January 4, 2019 · View on GitHub

How to monitor metrics for things defined in JSON responses and not known in advance?

In some cases metrics will be exposed via URLs that are not static and need to be dynamically built. For example, a runtime attribute like jobId or workerName or bucket may need to be specified in a URL in order to fetch metrics for a given job, worker, or bucket. The agent can build such URLs by using the derived metric functionality.

Consider the following example:

type: json
data:
  url: /api/v1/applications
  server: ${SPARK_API_HOST}:${SPARK_API_PORT}

observation:
  - name: apps
    metricNamespace: spark
    path: $.[?(@.id=${appId} && @.name=${appName})]

    metric:
      - name: applications.uncompleted
        source: json:/api/v1/applications/${appId} $.?(@.id=appId).attempts.[:1].completed
        type: long_gauge
        label: uncompleted apps

    tag:
      - name: spark.app
        value: ${appName}

      - name: spark.app.id
        value: ${appId}

In this case there is a known, static stats URL /api/v1/applications. The response for this URL provides general info about (Spark) applications. For each distinct entry found by the path expression provided here a separate (per-application) observation will be created internally by the agent.

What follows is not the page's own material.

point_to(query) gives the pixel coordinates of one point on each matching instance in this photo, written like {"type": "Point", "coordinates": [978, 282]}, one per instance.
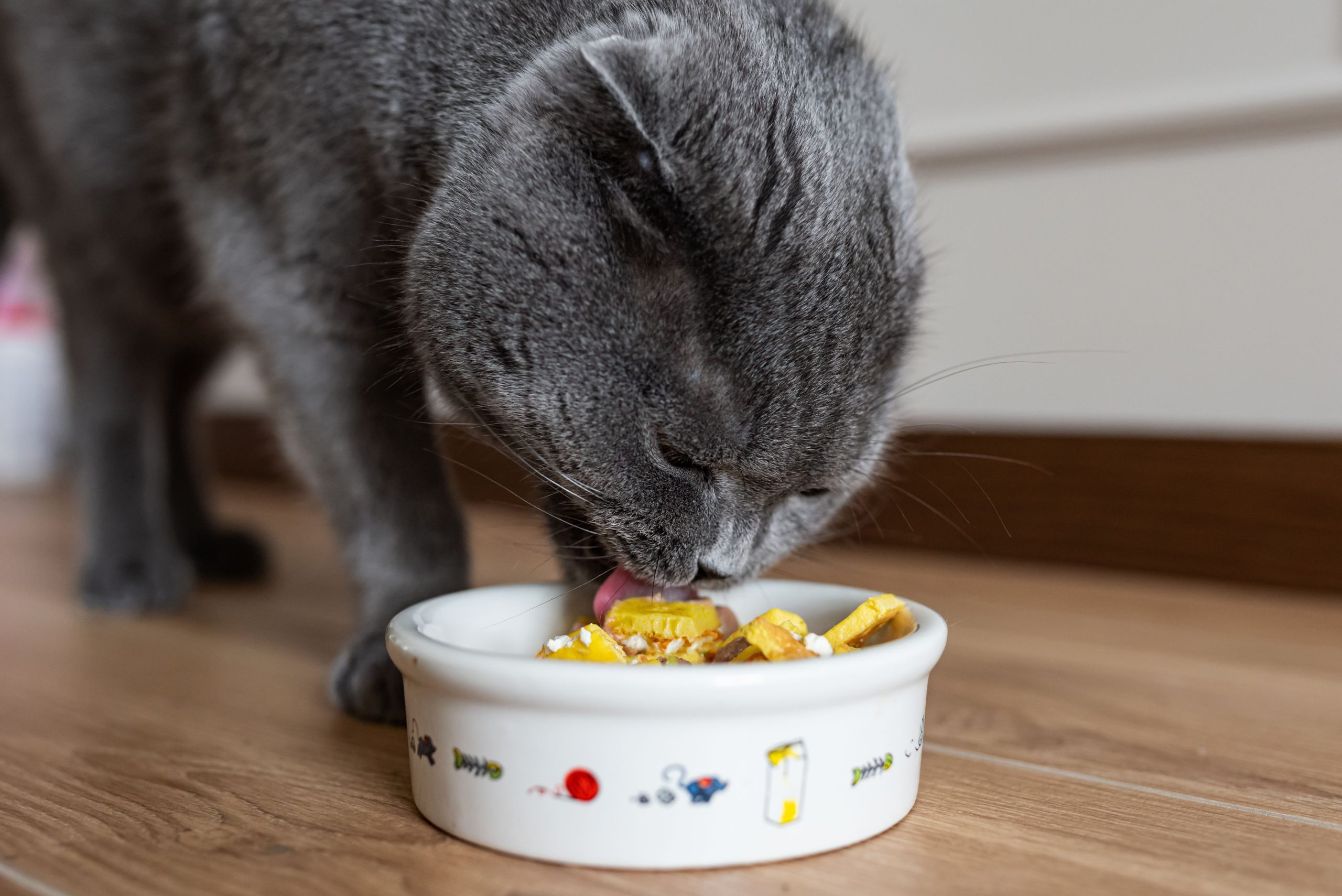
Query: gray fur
{"type": "Point", "coordinates": [662, 250]}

However, to get the info for each application the agent has to call /api/v1/applications/${appId} for each "appId", which cannot be known in advance. Even if they were known ahead of time, it would not make sense to create a configuration for each application. To handle this we can define a derived metric with the following definition:

source: json:/api/v1/applications/${appId} $.?(@.id=appId).attempts.[:1].completed

Each application observation will monitor one metric (applications.uncompleted) by calling the /api/v1/applications/${appId} URL and applying the $.?(@.id=appId).attempts.[:1].completed expression on it to extract the metric value.

Note that when the number of dynamic elements (such as applications in this example) is high, a config like this would cause a high number of additional requests to be sent to the monitored service so one has to be careful when using it.